18 L’échange des raisons déserte progressivement les actions principales de la vie humaine. Un monde humain qui ne connaît que l’alternative de la liberté ou de la non-liberté n’est pas propice à l’échange des raisons. L’interrogation sur la règle est privée de son ressort puisque la règle est privée de son amplitude et de ses contrariétés. Encore une fois, la règle vaut ou ne vaut plus. Si l’interrogation sur la règle a perdu son ressort avec ses motifs, c’est la source de l’interrogation sur le monde humain, sur la vérité dont le monde humain est susceptible qui est tarie. Le désir de parvenir à un jugement fondé s’étiole. Il ne s’agit plus en effet de parvenir au bon jugement sur la règle – sur la validité de la règle et sur la conformité ou non de l’action à la règle – puisque le droit qui décide est objet d’affirmation et non de jugement. Il ne juge pas l’action, il ne sait que l’autoriser. Son sens s’épuise dans l’autorisation qu’il donne. L’autorisation donnée, il n’a plus rien à dire. Il ne saurait répondre à des objections qui n’ont pas lieu d’être. À un monde où les actions sont ordonnées par des règles qui motivent l’interrogation, succède un monde où les actions sont autorisées par des droits qui épuisent leur sens dans cette autorisation.

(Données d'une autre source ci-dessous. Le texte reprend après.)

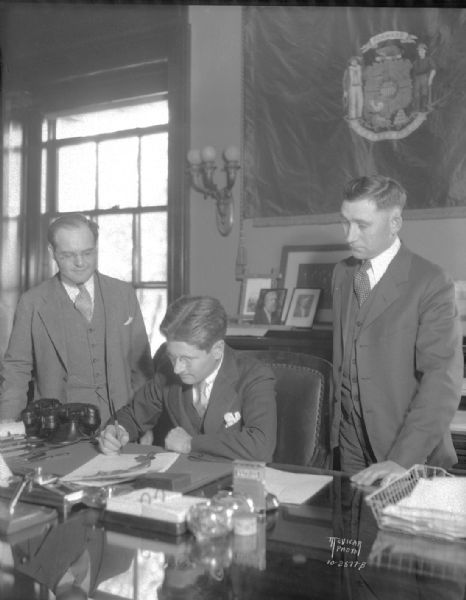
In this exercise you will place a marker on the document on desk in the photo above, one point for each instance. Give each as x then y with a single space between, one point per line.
111 469
294 488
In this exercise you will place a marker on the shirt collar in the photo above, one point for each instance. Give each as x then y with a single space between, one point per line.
380 263
73 290
209 380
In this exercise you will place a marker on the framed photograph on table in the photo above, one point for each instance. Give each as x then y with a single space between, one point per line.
250 292
303 306
269 307
311 267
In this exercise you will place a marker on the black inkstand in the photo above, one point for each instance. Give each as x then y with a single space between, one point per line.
59 423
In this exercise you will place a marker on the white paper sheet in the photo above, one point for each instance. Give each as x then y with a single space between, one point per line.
294 488
99 470
8 428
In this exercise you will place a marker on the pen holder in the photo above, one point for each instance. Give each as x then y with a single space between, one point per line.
233 503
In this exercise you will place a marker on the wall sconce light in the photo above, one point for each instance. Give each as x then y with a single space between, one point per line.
202 168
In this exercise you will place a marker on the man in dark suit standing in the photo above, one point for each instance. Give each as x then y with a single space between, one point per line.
398 363
78 336
204 398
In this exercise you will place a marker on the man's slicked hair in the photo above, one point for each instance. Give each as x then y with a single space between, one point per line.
196 320
71 221
384 191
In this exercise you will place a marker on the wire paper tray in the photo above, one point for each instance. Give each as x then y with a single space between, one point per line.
428 522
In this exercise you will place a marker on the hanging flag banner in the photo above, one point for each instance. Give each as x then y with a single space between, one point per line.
332 93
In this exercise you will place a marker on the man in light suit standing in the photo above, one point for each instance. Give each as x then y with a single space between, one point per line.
398 363
205 398
78 336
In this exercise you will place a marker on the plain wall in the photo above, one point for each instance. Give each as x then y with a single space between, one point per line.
216 120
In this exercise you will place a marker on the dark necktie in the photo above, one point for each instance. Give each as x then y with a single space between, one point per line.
201 403
83 302
362 286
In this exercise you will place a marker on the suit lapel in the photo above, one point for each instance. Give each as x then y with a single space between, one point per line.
388 288
223 394
51 314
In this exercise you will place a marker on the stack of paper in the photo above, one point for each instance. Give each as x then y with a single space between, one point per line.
5 473
111 469
435 506
294 488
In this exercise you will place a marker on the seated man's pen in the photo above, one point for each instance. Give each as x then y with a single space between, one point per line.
117 429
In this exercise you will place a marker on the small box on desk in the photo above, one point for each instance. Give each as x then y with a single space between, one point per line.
249 480
175 482
24 517
150 510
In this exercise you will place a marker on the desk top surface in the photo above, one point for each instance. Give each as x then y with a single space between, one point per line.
328 548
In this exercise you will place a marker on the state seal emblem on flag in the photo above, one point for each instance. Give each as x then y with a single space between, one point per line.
387 88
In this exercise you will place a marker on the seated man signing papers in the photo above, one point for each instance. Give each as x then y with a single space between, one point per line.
205 397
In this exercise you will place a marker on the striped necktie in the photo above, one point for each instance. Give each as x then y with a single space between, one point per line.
361 283
83 303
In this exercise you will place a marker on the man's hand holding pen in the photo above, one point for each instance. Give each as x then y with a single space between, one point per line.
113 438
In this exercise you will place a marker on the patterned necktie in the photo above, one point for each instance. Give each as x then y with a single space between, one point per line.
83 302
361 283
200 404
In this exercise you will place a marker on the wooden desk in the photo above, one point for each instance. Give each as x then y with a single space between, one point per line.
326 549
317 341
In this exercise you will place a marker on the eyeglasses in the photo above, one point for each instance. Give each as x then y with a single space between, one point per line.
86 254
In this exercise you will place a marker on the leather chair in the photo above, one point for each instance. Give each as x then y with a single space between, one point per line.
304 400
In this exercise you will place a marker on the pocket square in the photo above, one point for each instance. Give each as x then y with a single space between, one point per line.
231 418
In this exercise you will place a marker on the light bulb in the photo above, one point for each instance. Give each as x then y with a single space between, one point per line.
208 154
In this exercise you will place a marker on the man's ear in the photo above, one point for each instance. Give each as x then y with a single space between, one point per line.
217 349
51 252
396 220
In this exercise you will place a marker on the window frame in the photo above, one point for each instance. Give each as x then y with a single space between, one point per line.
166 70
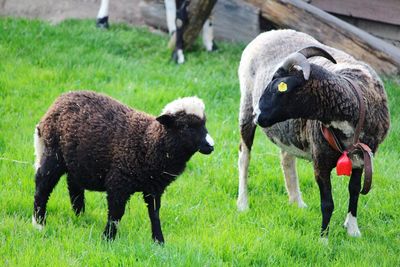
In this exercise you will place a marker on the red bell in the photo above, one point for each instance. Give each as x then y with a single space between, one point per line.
344 166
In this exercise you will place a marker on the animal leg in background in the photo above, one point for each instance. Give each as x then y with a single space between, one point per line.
354 191
102 16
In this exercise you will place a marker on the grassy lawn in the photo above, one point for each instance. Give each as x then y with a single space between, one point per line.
201 225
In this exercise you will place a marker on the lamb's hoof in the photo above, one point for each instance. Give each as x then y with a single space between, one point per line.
242 204
351 225
178 56
102 23
37 225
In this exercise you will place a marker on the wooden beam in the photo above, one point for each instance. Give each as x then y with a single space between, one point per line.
298 15
387 11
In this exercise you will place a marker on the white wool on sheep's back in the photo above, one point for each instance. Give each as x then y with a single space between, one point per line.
189 105
39 148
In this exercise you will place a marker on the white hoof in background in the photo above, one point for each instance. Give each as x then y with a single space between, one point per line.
351 225
36 225
242 204
324 241
181 57
299 201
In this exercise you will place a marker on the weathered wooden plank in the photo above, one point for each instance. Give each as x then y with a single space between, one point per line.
298 15
384 10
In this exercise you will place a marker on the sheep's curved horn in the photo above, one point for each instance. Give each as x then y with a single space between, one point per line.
300 57
314 51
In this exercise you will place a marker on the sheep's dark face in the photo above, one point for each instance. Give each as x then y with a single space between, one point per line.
189 130
279 101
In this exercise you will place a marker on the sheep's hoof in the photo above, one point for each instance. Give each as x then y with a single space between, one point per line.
214 47
178 57
102 23
242 204
158 241
299 201
324 240
37 225
351 225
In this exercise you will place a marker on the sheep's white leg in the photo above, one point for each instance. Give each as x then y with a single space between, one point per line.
208 35
351 224
102 16
288 163
247 131
170 10
243 162
354 190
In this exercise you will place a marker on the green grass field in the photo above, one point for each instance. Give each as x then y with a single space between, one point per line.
201 225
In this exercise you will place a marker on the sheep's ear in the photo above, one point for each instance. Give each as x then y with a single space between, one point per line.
166 120
287 84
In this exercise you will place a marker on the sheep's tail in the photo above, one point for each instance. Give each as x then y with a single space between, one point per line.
38 144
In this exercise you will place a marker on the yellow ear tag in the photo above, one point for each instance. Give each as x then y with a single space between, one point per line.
282 87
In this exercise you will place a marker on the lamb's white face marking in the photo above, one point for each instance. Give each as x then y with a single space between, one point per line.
170 8
351 224
208 35
103 11
209 140
36 225
39 148
190 105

19 Les questions portant sur le monde humain viennent en essaim. Elles dépendent les unes des autres parce qu’elles portent toutes d’une façon ou d’une autre sur la raison de l’action. La question du courage, celle de la justice, celle de la prudence, on ne peut éclairer l’une sans éclairer l’autre, jusqu’à ce qu’on soit parvenu à dessiner l’ordre des règles et de notre rapport aux règles, soit l’ordre éthique et politique. Qui veut poser complètement la question : quel juste prix ? est conduit à dérouler tout l’ordre éthique et politique. Il faut sans doute ajouter que qui veut poser complètement la question quid sit justitia est conduit à poser la question quid sit deus. Plus nous mesurons les exigences de la justice, plus nous mesurons notre défaut de justice – défaut de chacun et défaut de tous. Et plus nous mesurons notre défaut de justice, plus le besoin ou le désir d’une justice parfaite – « divine » – vient à nous comme question. La perspective d’une telle justice est-elle envisageable ? Sa promesse, recevable ? Le besoin ou le désir que nous en avons peut-il porter une inférence concluante ? Est-il permis de l’espérer ? Ces questions furent posées jadis.